Who Was Socrates, Really?

PHOTO: wikimedia

PHOTO: wikimedia

We all know Socrates as the classical Greek philosopher who is credited with being one of the main founders of modern thought. However, Socrates is a bit of a historical enigma. He never wrote anything down for himself. Instead, his thoughts and reasoning were recorded by his student, Plato. We only know what others have said about who Socrates was. To some, he was a figure, a character in books of philosophy. To others, he was the renowned teacher of the maxim “Know Thyself”. But who was Socrates, really?

Socrates the Character

“Socrates”, or various incarnations of him, are portrayed in many writers’ dramatic works, including Plato’s Apology, Crito, Phaedo, and Symposium, as well as in The Republic. The trouble with these depictions of Socrates is that they were created by his famous student, Plato, who, as one British philosopher put it, “offers an idol, a master figure, for philosophy. A Saint, a prophet of ‘the Sun-God’, a teacher condemned for his teachings as a heretic”.

However much Plato idolizes Socrates, other works paint a vastly different picture. Aristophanes’ play, The Clouds, paints Socrates in a humorous light as a man with airy indifference and his head in the clouds, far above any sort of practical reasoning.

It’s hard, then, to discern who the real Socrates is from these depictions. Is he the brilliant teacher? Or the misguided intellectual with no grounding in reality?

It only gets muddier.

Socrates the Philosopher

While it might seem as if it’s easy to say who Socrates was in regards to philosophy (his entire existence was completely defined by the pursuit), even that gets a little bit unclear when we compare the accounts of his student Plato, contemporary Xenophon, and the playwright and contemporary, Aristophanes.
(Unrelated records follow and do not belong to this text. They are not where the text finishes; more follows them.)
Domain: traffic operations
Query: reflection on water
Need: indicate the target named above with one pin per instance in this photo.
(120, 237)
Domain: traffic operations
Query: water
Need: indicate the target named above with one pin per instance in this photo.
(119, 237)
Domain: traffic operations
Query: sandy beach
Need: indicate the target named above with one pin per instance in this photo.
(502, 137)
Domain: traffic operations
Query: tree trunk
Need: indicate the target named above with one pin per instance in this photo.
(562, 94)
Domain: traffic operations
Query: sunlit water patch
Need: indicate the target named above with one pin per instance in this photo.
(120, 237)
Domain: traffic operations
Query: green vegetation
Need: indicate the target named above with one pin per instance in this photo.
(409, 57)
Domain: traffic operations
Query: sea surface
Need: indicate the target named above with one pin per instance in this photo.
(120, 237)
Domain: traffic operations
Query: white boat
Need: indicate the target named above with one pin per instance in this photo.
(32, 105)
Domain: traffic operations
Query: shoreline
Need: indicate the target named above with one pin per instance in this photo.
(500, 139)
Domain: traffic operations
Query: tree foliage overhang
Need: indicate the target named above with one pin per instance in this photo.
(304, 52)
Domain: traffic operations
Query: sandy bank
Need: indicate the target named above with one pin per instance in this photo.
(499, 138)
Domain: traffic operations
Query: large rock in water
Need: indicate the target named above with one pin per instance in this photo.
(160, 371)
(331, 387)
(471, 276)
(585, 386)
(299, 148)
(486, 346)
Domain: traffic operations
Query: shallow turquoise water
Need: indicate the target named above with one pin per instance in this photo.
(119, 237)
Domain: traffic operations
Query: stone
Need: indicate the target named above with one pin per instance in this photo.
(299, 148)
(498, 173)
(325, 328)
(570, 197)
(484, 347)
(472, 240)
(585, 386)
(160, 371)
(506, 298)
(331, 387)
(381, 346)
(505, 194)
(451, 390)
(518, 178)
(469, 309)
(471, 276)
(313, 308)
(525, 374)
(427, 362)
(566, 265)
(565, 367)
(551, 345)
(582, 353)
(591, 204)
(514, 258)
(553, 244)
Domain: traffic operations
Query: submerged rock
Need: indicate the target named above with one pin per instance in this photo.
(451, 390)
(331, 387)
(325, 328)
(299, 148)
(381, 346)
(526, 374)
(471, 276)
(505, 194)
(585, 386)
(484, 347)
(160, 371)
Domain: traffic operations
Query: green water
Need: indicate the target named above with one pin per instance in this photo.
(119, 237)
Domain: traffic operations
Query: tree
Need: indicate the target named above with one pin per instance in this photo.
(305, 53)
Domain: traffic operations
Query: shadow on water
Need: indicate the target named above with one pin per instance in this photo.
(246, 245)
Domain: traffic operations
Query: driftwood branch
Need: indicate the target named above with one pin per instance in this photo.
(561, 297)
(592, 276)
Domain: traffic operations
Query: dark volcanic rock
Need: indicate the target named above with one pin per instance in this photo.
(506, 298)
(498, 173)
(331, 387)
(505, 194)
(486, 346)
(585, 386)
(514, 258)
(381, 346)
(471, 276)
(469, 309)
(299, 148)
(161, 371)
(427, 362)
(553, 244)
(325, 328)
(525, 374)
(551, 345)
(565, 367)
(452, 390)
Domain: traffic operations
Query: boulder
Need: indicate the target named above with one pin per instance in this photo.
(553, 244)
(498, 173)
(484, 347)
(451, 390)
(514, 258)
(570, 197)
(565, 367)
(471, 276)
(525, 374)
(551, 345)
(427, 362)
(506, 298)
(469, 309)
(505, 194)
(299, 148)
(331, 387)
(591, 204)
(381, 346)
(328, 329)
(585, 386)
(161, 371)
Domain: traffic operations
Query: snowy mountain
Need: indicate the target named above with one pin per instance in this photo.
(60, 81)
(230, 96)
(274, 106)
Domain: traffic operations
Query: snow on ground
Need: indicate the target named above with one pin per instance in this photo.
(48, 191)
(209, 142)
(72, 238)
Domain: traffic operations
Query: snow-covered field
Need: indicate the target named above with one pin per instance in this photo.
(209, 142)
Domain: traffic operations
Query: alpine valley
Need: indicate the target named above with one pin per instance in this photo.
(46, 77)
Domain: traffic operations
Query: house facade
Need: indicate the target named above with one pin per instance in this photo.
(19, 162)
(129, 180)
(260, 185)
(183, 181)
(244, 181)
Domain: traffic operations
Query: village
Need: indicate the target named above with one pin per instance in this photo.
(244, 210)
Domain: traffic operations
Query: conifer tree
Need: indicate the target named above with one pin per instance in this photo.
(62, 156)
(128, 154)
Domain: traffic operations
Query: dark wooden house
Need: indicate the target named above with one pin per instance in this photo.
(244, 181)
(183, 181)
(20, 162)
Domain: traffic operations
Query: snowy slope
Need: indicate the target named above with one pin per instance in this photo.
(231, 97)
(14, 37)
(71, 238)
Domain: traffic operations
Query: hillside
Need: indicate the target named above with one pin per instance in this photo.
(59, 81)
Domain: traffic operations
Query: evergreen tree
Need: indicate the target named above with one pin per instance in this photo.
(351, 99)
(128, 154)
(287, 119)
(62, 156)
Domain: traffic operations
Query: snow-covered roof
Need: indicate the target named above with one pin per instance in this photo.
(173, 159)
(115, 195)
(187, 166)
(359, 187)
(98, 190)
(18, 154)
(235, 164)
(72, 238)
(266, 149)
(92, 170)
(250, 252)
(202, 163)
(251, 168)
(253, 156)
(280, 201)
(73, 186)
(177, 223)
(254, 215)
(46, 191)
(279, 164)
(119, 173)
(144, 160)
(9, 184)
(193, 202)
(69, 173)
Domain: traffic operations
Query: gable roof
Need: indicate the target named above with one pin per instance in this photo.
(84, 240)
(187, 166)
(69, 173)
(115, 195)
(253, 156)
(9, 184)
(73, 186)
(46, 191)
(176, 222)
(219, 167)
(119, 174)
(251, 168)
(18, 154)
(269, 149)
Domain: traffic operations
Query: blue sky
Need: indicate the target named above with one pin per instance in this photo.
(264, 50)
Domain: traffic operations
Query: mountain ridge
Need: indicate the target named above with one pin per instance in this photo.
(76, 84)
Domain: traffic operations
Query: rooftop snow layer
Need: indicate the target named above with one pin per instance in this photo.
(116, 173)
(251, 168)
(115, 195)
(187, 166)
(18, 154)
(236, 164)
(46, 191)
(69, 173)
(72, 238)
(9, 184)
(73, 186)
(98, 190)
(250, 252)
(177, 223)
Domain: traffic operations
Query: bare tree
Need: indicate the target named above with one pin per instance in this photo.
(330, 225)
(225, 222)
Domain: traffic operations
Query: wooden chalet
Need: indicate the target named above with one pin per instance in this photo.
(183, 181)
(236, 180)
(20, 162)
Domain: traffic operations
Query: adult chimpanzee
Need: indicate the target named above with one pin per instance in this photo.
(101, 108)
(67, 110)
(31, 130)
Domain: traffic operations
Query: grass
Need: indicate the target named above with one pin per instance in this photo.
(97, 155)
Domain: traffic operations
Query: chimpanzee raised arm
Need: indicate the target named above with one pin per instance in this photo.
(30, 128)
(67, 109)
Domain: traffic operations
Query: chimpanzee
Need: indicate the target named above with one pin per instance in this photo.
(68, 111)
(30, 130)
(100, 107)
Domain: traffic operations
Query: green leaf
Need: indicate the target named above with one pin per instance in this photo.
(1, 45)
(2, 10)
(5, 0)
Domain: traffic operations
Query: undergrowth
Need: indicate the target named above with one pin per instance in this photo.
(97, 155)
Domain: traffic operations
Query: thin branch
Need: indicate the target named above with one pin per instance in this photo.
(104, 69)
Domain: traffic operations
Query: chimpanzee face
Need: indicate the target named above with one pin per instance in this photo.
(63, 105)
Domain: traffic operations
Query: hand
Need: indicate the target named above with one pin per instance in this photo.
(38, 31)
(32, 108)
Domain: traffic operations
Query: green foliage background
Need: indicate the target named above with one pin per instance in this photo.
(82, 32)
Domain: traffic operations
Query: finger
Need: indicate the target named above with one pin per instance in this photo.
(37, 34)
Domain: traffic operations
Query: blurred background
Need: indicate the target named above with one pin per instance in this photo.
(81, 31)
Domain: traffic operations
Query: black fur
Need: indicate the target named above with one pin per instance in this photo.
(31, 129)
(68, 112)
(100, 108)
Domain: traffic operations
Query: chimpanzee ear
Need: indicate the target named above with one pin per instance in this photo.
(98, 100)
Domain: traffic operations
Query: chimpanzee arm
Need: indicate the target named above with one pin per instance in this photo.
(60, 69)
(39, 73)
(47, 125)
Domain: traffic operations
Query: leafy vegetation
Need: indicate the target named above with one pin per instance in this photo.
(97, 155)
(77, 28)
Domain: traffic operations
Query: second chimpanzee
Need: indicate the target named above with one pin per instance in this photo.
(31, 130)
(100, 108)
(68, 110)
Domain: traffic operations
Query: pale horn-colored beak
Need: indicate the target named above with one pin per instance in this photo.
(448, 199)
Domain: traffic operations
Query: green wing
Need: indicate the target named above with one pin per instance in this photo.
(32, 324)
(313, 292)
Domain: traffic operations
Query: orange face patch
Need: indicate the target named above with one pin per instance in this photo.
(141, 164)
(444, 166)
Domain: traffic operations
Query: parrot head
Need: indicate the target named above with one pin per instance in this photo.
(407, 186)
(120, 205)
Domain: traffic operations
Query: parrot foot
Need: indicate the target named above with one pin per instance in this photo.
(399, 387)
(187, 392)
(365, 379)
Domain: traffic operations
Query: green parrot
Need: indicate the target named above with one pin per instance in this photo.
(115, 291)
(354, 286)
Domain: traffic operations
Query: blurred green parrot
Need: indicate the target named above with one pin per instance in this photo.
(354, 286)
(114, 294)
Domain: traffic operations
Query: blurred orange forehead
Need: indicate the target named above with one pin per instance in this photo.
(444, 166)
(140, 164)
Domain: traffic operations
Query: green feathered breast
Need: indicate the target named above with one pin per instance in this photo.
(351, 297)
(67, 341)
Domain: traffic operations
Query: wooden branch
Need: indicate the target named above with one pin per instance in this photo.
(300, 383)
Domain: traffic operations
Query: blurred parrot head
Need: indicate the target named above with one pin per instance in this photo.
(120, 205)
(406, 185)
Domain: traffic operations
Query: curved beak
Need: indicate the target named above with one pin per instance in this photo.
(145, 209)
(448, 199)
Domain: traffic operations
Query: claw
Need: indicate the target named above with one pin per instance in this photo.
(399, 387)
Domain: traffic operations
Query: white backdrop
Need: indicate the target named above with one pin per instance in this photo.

Socrates is depicted by both Plato and Aristotle as the ‘first to search for universal definitions for [moral virtue]’. According to Xenophon, Socrates regarded discussing philosophy (not teaching it) as the highest, most important occupation a man could have, and that he devoted himself to it singularly. However, according to Aristophanes, Socrates accepted payment for teaching and running a school with his colleague Chaerephon. It only gets more complex when you read in both Xenophon’s and Plato’s accounts that Socrates did not accept payment for teaching.

This fragmented, distorted view of Socrates is what’s known as the “Socratic Problem”. Is it possible to really “know” Socrates, to have an in-depth view of him and his thoughts?

Socrates the Person

PHOTO: ilgiornaleoff.com

PHOTO: ilgiornaleoff.com

Thanks to Xenophon, a reliable source of history, we know a little bit about who Socrates was in real life, and not as he existed in Plato’s books.

Socrates was born in Alopeke, close to Athens. His father was a stonemason and his mother was a midwife. Socrates, like his father, began his life working as a stonemason. When he grew older, he served in the military, participating in the Peloponnesian war during 431-404 BC.

After Athens lost to Sparta and its allies during the Peloponnesian War, Athens was in a state of political instability. Some thought that they ought to throw out the Athenian oligarchy and replace it with a true democracy. Socrates, according to some sources, was a critic of that political system. Socrates began to debate the authorities with politically incorrect questions, questioning the development of immorality in Athens at the time, and supposedly trying to turn Athens’ young people away from religion in favor of reason.

Because of this he was brought to trial at the Athenian council and sentenced to death by hemlock poison. As far as we know, he had a chance to reason himself out of death, but did not because he wanted to demonstrate that no true philosopher would fear the grave.

He died sometime during 399 BC.

That’s all we know for sure about the real Socrates. Who he was beyond the basic information is left up to everyone’s speculation. Aristophanes’ depictions are generally taken as complete satire, but one can’t entirely believe Plato, either. Perhaps the best path to learning who Socrates really was is to take every narrative of the teacher’s life with a grain of salt.